Bryan Cristante to zawodnik, którym w Milanie zachwycają się już od lat. To jeden z niewielu zawodników w Milanie, który gra w pomocy i ma jakiś zmysł do rozgrywania, dryblowania, podawania, myślenia. Krew mnie zalewa na myśl, że nie ma on zbyt wielu szans na grę. A teraz, jak czytam, że Milan może go sprzedać, to już sam nie wiem co mnie zalewa.
Od początku mercato media twierdzą, że sprowadzeniem Cristante zainteresowana jest Benfica. Portugalski klub kupić chce młodego Włocha za kwotę rzędu 6 mln euro. Podobno dziś kolejny raz złożono taką ofertę, a Milan ma ją przemyśleć.

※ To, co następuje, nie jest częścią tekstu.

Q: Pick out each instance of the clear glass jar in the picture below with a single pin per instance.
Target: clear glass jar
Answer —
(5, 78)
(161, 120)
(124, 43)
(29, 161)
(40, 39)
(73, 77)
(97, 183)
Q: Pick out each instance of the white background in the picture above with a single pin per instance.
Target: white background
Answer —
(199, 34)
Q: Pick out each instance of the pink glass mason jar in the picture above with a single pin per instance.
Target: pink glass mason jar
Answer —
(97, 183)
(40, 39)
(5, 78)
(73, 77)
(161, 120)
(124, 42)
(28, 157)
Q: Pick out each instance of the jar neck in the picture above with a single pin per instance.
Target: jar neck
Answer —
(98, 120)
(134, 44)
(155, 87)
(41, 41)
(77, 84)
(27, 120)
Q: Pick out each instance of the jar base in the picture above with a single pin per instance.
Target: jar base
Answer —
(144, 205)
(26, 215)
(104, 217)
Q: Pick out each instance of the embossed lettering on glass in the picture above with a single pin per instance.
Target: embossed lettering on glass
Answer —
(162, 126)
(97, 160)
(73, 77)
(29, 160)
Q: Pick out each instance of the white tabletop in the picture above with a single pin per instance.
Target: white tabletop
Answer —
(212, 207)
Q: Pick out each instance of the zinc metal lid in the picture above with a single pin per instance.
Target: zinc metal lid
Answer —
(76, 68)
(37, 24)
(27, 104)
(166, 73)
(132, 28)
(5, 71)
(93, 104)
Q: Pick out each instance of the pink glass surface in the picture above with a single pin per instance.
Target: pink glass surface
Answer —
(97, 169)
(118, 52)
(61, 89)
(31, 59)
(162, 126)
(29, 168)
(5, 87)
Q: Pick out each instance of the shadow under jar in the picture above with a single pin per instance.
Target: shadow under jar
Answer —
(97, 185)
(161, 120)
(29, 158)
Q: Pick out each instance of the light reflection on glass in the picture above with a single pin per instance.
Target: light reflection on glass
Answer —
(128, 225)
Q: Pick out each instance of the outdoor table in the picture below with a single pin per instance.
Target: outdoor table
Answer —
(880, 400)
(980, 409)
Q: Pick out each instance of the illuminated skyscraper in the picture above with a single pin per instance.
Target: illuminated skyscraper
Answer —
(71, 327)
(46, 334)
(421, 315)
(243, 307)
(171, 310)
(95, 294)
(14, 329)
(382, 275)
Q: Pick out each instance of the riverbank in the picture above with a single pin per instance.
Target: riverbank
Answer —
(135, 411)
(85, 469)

Ja uważam, że nie ma się tu nad czym zastanawiać. Kolejnego zawodnika o takich charakterystykach z naszej primavery możemy się nie doczekać. A na takiego ukształtowanego nas nie stać. Dajmy więc mu szansę, niech pogra i pokaże na co go stać. Bo jak pokaże to w Benfice, to będzie nam przykro. A chyba lepiej ogrywać zawodnika swojego, niż wypożyczonego z Chelsea?